この2人がこれほど仲睦まじいと知っていれば、竜人族にどう対処すれば良いか聞いておけば良かったと若干の後悔が生まれる。
仕方なく、敢えて2人の口を押さえるように無理矢理2人の距離を引き剥がし、ブラファーは強めに、アルメガは弱めに指で鼻先を弾いてやった。
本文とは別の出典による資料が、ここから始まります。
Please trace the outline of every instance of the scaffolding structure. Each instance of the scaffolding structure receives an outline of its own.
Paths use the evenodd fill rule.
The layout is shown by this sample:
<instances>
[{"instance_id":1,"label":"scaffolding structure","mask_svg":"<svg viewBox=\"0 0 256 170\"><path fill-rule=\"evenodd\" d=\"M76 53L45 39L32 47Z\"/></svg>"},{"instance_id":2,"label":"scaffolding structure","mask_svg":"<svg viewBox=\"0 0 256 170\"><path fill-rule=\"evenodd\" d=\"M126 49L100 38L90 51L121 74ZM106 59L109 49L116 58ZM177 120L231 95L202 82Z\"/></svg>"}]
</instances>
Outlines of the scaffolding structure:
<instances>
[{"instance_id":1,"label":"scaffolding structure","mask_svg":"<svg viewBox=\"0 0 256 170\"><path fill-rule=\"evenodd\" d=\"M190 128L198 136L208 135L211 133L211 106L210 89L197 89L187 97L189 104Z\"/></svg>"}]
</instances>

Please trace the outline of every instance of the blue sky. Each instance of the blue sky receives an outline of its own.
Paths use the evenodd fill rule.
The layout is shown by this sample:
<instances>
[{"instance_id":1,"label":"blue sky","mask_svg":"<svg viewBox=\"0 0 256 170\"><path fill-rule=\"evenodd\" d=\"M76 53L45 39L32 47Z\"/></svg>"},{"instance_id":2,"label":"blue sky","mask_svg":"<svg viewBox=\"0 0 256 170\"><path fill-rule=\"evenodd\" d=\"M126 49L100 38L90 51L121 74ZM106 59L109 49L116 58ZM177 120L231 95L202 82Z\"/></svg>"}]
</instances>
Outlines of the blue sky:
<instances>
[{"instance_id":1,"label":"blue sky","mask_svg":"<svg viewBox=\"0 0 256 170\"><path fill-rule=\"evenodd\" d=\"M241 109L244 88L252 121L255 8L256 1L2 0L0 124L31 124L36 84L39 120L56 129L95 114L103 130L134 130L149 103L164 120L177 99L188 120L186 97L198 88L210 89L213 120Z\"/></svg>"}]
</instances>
そこまでしてようやく2人は俺を認識したようで、座りが悪そうに慌てて取り繕い始めた。
「ささ、サース殿、唐突にどう為された?」
「取り繕えてないぞ。まぁ、それは良い。俺はそろそろ発つ。お前等2人はどうするつもりだ?」
「む、もうそれほど時が経ったのか。早いものだな」
「お前等の場合、寝食忘れて2人の世界作ってんだ、そもそも時間の概念なんて端から無いだろ」
「……サース殿、なんだか里を出てからというもの、何やら我々に冷たくはないか?」
「人の目気にせず、ずっとその調子でそれを見せ続けられれば嫌でも扱いは雑になる。
で、どうするんだ?」
「ふむ、そうだなぁ……」
ブラファーはアルメガを一瞥し、アルメガが頷いたのを見ると、腕を組んで唸りながら考え始めた。
しかしすぐに結論は出たらしく、返答が返ってきた。